How are you going to get back at the spammer? Please explain. If you think you are going to get that info
from the headers of the e-mail good luck. The source there may know nothing about it and likely don't care
anyway. Spam them and you may find your ISP after your butt.

There is only one way to beat the spammer and that is never use the e-mail address for any purpose that has
anything to do with a commercial enterprise. They will all everyone of them sell or give your e-mail address out. They all do it say they don't but do. And then if you hook up with AOL or users that like to send mult-recipient e-mails you'll lock right into the spammers.

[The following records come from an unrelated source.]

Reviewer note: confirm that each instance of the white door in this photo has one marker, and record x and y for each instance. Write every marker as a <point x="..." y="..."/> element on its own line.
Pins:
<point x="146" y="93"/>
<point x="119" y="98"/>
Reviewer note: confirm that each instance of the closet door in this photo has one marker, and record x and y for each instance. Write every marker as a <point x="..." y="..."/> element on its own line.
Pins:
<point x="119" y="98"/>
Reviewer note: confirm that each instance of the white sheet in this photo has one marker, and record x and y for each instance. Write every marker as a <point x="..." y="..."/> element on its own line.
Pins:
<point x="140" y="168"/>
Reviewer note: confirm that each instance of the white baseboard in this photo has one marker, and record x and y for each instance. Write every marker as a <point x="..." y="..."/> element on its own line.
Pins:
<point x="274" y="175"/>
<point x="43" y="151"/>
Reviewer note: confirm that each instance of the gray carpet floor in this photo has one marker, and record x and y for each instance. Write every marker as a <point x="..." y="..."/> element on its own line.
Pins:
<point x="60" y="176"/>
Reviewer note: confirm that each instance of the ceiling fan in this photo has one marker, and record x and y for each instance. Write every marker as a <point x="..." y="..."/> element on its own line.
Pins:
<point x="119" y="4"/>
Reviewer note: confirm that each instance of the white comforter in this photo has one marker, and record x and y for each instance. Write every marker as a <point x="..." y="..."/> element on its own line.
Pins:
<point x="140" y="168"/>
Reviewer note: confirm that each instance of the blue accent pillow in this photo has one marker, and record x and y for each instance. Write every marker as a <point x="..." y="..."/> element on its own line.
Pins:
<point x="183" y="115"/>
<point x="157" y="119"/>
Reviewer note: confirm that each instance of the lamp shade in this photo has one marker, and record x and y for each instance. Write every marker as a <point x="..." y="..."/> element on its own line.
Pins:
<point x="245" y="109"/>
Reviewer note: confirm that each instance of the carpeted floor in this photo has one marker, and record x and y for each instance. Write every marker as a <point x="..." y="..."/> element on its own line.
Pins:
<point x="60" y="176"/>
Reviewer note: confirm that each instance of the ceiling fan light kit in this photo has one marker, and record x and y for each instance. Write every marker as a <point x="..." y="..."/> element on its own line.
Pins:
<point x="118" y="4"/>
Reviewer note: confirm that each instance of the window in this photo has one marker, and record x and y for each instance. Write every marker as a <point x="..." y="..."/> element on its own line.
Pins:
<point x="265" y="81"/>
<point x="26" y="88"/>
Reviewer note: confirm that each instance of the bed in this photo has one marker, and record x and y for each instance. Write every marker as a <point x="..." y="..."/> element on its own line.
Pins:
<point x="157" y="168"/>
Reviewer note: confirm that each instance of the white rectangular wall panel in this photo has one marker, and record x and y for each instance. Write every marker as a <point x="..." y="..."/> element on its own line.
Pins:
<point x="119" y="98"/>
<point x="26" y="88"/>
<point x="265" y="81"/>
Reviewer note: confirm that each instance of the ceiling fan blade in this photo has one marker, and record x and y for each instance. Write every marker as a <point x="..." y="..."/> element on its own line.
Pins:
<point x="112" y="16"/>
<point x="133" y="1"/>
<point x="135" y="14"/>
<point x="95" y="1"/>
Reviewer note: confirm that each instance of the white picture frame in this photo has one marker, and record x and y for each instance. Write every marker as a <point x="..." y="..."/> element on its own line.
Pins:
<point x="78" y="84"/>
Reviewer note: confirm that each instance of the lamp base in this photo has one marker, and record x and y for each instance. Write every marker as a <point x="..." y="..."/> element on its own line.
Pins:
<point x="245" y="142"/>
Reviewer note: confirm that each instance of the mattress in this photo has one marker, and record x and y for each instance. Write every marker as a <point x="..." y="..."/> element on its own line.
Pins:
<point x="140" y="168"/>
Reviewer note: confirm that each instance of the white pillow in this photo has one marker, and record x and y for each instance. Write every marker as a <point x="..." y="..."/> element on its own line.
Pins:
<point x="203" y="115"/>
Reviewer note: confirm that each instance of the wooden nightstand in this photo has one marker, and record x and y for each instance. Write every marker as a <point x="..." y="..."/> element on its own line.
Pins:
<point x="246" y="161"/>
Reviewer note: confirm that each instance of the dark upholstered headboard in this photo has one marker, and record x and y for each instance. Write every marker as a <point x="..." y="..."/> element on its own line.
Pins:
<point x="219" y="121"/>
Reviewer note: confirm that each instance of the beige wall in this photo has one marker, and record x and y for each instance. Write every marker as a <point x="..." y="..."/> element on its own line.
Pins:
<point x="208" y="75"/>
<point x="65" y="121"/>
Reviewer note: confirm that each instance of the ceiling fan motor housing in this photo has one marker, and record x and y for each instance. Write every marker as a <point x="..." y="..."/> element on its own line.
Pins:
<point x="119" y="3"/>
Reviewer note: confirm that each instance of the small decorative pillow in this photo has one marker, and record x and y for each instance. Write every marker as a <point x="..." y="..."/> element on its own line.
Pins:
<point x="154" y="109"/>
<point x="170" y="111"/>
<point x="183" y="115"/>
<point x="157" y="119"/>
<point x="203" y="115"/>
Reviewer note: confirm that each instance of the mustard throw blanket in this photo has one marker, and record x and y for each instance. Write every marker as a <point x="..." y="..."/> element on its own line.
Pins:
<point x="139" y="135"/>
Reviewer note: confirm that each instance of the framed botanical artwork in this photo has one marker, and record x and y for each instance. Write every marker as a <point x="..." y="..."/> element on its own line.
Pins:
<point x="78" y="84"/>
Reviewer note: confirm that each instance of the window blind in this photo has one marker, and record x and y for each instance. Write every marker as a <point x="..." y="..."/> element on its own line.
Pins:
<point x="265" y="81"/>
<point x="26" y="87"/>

Spammers don't have horns and a forked tongue. Hopefully someday they'll have a police record and there
will be a movement to ban them from the Internet like we ban convicted Peadophiles from associating with
children, but that day has yet to come.

 

[_Vanguard_]

I've already checked the message's headers, and none of them have any
reminiscence of an address known to me; I can't understand how is it
possible
that a message gets through the exclusive filter. I even reinstalled
outlook,
and I can't find a way to create rules, as i had in I-hate-spam
plug-in.
Outlook also should have a way to get back at the spammer, as there is
a new
program that works similarly to the SETI background program,
overflowing the
website of the spammer (I can't recall the name, but it's sill beta).

A. Montes

Do you have other rules? Maybe one of them is bypassing your exclusive
filter, or has a stop clause that prevents using the exclusive filter (I
don't have OL2003 so I don't know if the exclusive filter is employed by
a rule or a hardcoded option within the program). OL2003 has its
Bayesian filter, so maybe it is not detecting the message as spam but
has priority over the exclusive filter (which would be stupid but maybe
that is how it is setup).

"Getting back" makes you the vigilante that is a bane to normal society.
Extremists are never good for the moderate and normal society.
Microsoft won't be getting involved in vigilantism.